Пока человек жив, он не может быть осужден. Грешнику дан шанс воскресения, а праведника стерегут новые и новые соблазны. В финале «Анны Карениной» Левин ощущает себя причастным истине и тут же изумленно замечает, что его характер, отношения с людьми, обыденная жизнь никак не изменились. И едва ли зримо изменятся. «Так же буду сердиться на Ивана-кучера, так же буду спорить, буду некстати высказывать свои мысли, так же будет стена между святая святых моей души и другими, даже женой моей, так же буду обвинять ее за свой страх и раскаиваться в этом, так же буду не понимать разумом, зачем я молюсь, и буду молиться, но жизнь моя теперь, вся моя жизнь, независимо от всего, что может случиться со мной, каждая минута ее не только не бессмысленна, как была прежде, но имеет несомненный смысл добра, который я властен вложить в нее». Это сказано не только о жизни Левина. Не только о жизни Толстого, которому после «Анны Карениной» выпало множество великих испытаний. Не только о жизни каждого из нас. Но и о жизни вообще. Той самой, выразить которую под силу одному лишь искусству.

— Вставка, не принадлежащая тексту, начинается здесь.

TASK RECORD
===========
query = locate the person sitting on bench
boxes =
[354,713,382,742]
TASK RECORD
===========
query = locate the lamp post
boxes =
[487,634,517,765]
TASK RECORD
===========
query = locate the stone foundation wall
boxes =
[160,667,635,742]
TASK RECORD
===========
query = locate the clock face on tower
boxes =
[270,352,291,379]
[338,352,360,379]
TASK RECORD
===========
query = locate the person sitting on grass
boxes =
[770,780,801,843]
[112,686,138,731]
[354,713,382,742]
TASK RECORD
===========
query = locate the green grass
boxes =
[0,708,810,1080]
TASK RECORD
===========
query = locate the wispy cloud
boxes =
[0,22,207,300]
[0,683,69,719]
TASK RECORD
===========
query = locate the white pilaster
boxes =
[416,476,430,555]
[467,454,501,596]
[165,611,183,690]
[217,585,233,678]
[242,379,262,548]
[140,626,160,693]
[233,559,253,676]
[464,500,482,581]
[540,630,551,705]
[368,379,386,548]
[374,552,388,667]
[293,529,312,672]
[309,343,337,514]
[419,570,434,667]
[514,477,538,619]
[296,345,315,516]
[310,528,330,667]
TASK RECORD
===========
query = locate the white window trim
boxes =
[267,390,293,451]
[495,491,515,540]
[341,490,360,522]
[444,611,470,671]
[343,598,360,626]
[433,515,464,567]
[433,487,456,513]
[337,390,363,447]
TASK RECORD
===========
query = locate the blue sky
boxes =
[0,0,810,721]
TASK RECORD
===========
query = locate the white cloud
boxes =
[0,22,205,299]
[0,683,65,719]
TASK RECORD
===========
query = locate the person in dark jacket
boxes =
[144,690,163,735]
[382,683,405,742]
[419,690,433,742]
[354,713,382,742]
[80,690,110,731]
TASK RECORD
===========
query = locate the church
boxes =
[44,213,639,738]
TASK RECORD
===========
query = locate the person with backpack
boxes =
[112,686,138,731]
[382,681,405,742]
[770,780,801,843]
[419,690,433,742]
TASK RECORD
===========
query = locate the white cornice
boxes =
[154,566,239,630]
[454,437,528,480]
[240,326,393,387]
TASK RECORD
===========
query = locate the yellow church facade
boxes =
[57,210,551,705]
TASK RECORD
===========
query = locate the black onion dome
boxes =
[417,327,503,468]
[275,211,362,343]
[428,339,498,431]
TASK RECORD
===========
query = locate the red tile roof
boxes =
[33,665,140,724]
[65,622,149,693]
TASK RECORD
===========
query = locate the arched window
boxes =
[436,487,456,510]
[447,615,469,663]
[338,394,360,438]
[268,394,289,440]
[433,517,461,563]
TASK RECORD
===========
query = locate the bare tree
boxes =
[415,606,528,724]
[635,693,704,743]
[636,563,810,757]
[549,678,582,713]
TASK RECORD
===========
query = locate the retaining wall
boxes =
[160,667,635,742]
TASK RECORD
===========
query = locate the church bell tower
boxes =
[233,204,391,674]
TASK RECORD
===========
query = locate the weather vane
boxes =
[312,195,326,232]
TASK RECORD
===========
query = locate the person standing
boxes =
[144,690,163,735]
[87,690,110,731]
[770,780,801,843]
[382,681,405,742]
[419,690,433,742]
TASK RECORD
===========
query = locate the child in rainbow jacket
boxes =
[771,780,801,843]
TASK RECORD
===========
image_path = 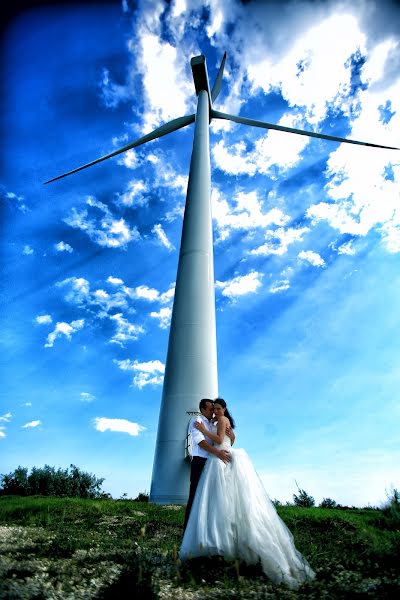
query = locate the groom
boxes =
[183,398,235,530]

Той, в которой есть страх смерти, есть борьба со смертью, есть многократные «выигрыши» смерти (и для Толстого сто лет назад исключения сделано не было), но самой смерти нет. Жизнь продолжается как всегда, войной и миром. Люди, по-прежнему, как реки. Воскресение все так же трудно и все так же для нас открыто. Сто лет назад, когда великий писатель оставил землю, ничего не кончилось. Потому в юбилейные дни кажется нужным задуматься не о его смерти, а заместившем ее свете, который увидел не один Иван Ильич, не о смерти, а о жизненном деле и бессмертии Льва Толстого.